Summary
In McCabe v. McCabe, 129 N.J. Eq. 431 (at p. 433), this court said: "`Extreme cruelty,' as used in our Divorce Act," (referring to R.S. 2:50-3 (c)) "is such cruelty as endangers the safety of the person or the health of the aggrieved party, either actually inflicted or reasonably apprehended.
Summary of this case from MacArthur v. MacArthurOpinion
Submitted February 4th, 1941.
Decided April 25th, 1941.
1. "Extreme cruelty," as used in our Divorce act, is such cruel conduct as endangers the safety of the person or the health of the aggrieved party, either actually inflicted or reasonably apprehended.
2. Where the parties sleep in the same bed, both being competent and having the opportunity of having sexual intercourse with each other, an almost indisputable presumption arises that sexual intercourse did take place.
On appeal from a decree of the Court of Chancery advised by Advisory Master John A. Matthews.
Mr. Samuel K. Sobel, for the appellant.
Mr. Irving N. Yankowitz, for the respondent.
This appeal seeks reversal of a decree of the Court of Chancery granting to the husband, John F. McCabe, a divorce from bed and board upon the grounds of extreme cruelty and desertion.
Petitioner and defendant were married April 1st, 1918. There are no children of the marriage. Immediately after the marriage, the husband entered the military service of the United States and continued therein for nineteen months. Upon his discharge, the parties lived at 156 then at 158 Court street, Newark, until 1925 when the wife put the furniture in storage and took a house on Chester avenue. In 1922, the husband learned that the wife had had a child by a man named Robinson or Thomas some ten years prior to their marriage. This started a course of quarreling that has since been continuous. With the renting of the Chester avenue house, some members of the wife's family have always lived in the household. At one time the wife's mother, sister and brother; at another, a sister and two brothers. The record indicates that one of the brothers and the sister each paid $10 a week board. There were numerous changes of residence thereafter and while the husband protested the presence of the wife's family in the home, nevertheless he acquiesced in the changes of residence and in the presence of the "in-laws" — albeit reluctantly. During the period from 1925 to 1938, the couple quarrelled frequently and there were periods when the wife, and her family, talked with him little, if at all. The wife frequently was away from home when the husband returned from work and often he found no meal awaiting him. On many occasions he ate alone. In 1935 the wife accused him of adultery and in 1936 she refused to have sexual intercourse. His version is that whenever he made advances, she rolled herself up in a sheet or blanket and moved from the bed to a couch. In 1936 and 1937, the husband visited a Dr. McCade because he was nervous, had frequent headaches and nosebleeds. His weight dropped from 190 to 160 pounds, although it was up to 177 pounds at the time of the hearing. The husband says that in the past five or six years he had not missed a day's work. The wife denied that she called him a "whoremaster" as he testified, denied refusing to have sexual intercourse and her testimony is uncontradicted that they slept in the same bed until he left the home in 1938.

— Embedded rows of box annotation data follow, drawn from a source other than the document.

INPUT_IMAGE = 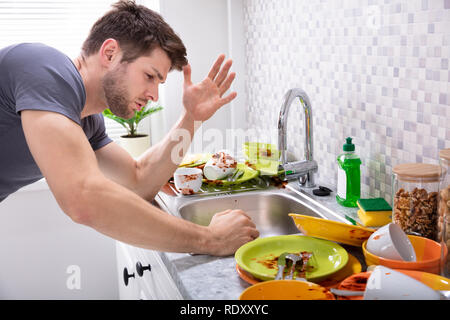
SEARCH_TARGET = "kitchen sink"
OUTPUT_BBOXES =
[156,186,345,237]
[179,192,320,237]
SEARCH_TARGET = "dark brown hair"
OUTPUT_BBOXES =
[82,0,187,70]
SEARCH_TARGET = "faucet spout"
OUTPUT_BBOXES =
[278,88,317,187]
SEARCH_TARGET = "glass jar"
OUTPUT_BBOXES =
[438,149,450,277]
[392,163,440,241]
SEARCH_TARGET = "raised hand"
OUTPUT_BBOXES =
[183,54,237,121]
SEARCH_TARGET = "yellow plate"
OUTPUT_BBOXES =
[239,280,335,300]
[289,213,375,247]
[203,163,259,186]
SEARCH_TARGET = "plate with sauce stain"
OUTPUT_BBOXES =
[203,163,259,186]
[234,235,349,282]
[236,253,362,289]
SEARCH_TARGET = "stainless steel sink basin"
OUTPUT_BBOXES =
[156,184,339,237]
[179,192,320,237]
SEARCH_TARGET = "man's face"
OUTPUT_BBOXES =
[102,48,171,119]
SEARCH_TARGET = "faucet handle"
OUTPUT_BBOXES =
[280,160,318,180]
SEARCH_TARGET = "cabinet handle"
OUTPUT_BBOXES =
[136,261,152,277]
[123,268,134,286]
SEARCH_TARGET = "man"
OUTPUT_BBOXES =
[0,1,259,255]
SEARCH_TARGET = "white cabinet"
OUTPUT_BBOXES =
[116,241,183,300]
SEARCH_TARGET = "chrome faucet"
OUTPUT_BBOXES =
[278,88,318,188]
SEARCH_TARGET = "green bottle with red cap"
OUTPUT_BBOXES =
[336,137,362,207]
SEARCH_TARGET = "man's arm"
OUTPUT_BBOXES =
[96,55,236,200]
[95,110,195,201]
[21,110,258,255]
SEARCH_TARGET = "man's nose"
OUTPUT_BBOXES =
[145,85,158,101]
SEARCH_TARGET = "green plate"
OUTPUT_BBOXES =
[203,163,259,186]
[234,235,348,282]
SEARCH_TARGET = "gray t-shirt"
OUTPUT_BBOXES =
[0,43,112,201]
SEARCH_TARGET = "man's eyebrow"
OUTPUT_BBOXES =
[152,66,164,83]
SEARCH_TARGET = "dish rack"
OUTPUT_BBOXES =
[168,176,270,197]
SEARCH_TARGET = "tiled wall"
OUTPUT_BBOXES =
[244,0,450,202]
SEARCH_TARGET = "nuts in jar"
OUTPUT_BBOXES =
[392,163,440,240]
[438,148,450,278]
[437,185,450,242]
[393,188,437,239]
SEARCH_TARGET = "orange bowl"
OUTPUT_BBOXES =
[239,280,335,300]
[362,235,441,274]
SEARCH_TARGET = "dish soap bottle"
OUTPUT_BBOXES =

Bearing in mind that it was at all times within the legal rights of the husband to have insisted upon a home in which he might live with his wife, free from the annoyance of her family, and that the proofs are barren of testimony that the husband's physical condition was due to the treatment that he received from his wife, or that his safety or health was endangered, it seems clear that his case falls far short of the extreme cruelty contemplated by the act R.S. 2:50-3 (c). "`Extreme cruelty,' as used in our Divorce Act, is such cruel conduct as endangers the safety of the person or the health of the aggrieved party, either actually inflicted or reasonably apprehended." Cavileer v. Cavileer, 94 N.J. Eq. 160. Nor can the decree be sustained on the charge of constructive desertion. The proof is undisputed that the parties shared the same bed until the husband left the home in 1938. This court has held in Stieglitz v. Stieglitz, 92 N.J. Eq. 292, that where the parties sleep in the same bed, both being competent and having the opportunity of having sexual intercourse with each other, an almost indisputable presumption arises that sexual intercourse did take place.
We have considered the technical reasons urged in the brief of petitioner-respondent as grounds for dismissal of the appeal and find no merit in any of them.
The decree of the Court of Chancery is reversed.
For affirmance — PERSKIE, J. 1.
For reversal — THE CHIEF-JUSTICE, PARKER, CASE, BODINE, DONGES, HEHER, PORTER, COLIE, DEAR, WELLS, WOLFSKEIL, RAFFERTY, HAGUE, THOMPSON, JJ. 14.